All is eerily quiet for about 6 seconds. I don't want to say anything because I don't want to distract him. I'm waiting breathlessly until I hear, "Cat! Cat! Get away!"
I know it's a downer then.
"Is everything okay?"
"It's dead."
"Are you sure? Be careful! Do you need me to get Pixie?"
"Backhand sent him flying at the nursery door about 80 miles per hour," he says, with a deflating sigh.
Once again, the sporting goods collection proves useful: fencing mask for face protection, tennis racket for swatting. I hope we never have to use the hockey stick.

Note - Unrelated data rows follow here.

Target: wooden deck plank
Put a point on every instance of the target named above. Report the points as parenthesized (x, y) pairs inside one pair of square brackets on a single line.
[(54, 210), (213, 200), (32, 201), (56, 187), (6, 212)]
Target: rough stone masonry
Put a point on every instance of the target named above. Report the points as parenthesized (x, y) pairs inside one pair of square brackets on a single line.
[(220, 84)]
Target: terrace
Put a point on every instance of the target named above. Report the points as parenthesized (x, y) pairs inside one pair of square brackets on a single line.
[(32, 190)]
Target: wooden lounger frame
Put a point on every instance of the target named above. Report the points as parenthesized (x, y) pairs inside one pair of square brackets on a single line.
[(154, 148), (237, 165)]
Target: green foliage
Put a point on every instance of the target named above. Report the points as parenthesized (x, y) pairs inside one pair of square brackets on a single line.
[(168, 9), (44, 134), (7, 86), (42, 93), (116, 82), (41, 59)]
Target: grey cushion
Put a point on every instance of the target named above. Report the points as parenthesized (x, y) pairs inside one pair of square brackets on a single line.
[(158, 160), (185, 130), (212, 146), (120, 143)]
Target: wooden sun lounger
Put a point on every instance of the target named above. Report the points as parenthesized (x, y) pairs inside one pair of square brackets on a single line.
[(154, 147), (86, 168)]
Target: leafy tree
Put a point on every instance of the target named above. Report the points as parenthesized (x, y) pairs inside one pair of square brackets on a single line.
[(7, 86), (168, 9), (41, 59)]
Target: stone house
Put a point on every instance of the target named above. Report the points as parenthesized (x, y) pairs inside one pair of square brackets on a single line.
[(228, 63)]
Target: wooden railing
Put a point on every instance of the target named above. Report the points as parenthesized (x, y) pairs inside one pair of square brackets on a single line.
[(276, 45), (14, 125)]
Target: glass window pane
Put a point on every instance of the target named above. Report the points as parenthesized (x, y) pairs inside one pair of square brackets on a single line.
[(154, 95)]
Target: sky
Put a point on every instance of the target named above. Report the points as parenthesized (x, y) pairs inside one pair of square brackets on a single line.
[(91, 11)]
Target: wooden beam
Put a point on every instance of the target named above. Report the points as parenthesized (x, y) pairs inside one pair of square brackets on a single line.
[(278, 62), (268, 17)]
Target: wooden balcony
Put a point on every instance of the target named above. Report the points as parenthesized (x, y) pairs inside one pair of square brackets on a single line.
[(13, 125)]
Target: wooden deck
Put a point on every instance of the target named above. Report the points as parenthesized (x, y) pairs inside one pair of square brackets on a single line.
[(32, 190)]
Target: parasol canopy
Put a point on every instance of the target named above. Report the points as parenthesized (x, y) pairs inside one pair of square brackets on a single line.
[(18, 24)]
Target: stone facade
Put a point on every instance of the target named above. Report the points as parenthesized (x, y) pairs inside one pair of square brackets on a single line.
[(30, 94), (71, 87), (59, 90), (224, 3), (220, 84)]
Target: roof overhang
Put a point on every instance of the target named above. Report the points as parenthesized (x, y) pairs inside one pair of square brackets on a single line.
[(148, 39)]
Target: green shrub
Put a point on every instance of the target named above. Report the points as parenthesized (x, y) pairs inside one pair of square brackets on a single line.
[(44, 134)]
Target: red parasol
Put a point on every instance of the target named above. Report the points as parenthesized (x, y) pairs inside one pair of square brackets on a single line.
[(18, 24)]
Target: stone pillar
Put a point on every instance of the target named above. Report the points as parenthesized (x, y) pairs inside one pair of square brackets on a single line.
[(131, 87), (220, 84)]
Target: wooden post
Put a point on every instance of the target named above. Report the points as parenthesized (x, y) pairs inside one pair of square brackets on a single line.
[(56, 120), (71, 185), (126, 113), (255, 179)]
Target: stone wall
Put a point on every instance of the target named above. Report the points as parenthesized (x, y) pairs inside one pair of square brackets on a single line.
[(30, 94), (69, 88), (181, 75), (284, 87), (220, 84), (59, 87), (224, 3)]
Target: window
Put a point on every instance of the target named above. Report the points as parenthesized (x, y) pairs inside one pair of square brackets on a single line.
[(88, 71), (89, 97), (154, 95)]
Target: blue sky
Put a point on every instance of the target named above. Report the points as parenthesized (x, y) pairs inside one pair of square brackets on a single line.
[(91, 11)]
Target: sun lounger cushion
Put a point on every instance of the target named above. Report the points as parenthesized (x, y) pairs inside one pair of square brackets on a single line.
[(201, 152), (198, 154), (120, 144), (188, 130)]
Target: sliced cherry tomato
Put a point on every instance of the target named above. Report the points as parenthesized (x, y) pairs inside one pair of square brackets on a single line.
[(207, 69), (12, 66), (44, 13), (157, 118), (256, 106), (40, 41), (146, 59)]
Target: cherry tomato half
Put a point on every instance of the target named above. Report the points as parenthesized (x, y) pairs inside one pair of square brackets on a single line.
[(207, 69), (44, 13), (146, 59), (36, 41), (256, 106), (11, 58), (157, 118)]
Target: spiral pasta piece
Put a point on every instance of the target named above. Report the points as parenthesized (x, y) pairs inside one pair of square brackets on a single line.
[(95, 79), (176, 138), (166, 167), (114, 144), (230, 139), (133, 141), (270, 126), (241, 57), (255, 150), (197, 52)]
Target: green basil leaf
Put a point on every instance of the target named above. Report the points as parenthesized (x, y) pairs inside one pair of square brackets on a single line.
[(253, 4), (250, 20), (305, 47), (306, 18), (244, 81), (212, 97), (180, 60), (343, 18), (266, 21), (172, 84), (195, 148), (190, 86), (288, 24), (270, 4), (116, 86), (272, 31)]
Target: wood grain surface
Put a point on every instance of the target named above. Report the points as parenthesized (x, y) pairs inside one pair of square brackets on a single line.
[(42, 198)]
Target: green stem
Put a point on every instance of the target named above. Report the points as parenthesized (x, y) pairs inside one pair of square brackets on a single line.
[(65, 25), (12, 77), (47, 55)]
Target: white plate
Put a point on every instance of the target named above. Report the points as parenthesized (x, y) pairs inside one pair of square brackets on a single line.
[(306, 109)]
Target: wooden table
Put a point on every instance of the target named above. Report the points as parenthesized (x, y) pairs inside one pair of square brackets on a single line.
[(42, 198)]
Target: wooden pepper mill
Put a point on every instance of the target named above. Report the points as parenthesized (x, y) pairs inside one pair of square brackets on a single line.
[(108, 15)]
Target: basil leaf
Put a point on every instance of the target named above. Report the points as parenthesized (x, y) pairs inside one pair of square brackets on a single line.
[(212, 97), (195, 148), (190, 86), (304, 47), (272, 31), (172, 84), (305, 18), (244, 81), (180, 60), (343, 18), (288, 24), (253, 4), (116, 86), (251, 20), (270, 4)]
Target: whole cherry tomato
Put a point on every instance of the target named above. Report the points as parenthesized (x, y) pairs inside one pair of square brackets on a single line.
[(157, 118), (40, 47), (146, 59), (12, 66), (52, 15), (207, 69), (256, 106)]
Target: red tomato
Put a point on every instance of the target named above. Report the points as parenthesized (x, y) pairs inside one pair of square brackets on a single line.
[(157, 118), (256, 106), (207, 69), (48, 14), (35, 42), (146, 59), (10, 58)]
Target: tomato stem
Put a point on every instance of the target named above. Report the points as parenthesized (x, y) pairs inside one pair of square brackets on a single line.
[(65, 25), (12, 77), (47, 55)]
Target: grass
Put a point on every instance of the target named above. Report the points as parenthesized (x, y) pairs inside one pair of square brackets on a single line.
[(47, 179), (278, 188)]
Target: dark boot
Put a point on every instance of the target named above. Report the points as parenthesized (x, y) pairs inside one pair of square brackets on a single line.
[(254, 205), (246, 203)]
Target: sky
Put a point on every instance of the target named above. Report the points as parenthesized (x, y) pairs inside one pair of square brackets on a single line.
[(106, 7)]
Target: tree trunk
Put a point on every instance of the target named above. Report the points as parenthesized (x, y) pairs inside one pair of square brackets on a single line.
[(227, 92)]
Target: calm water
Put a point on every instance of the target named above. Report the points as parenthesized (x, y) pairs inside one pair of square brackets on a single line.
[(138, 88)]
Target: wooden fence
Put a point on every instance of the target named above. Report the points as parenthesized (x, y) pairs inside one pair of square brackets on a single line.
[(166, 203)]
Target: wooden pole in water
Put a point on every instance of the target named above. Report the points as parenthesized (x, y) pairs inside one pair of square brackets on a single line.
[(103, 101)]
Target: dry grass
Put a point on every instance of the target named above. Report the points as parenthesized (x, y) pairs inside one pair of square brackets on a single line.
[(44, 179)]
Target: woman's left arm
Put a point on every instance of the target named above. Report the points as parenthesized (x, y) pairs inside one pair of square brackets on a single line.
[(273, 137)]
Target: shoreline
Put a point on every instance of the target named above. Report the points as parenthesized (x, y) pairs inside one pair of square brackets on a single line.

I've used the fencing mask before when we had a starling problem at our first Louisville house. They're evil-eye birds. Once, I was baking creme brulee and I saw those beady eyes staring at me through the old exhaust fan opening. At least with birds, you can fairly safely shoo them out the house or grab them in a blanket and carry them outside for release.
"I'm sorry you had to kill it, but it could have been carrying rabies. It's the only thing you could have done."
I, too, feel badly about the little bat. It probably fell off its perch inside the chimney and got lost. What a way to go. Then I say, "Thank goodness for the cat! If it weren't for her, I'd have gone to sleep and woke with a damn bat on my face or something."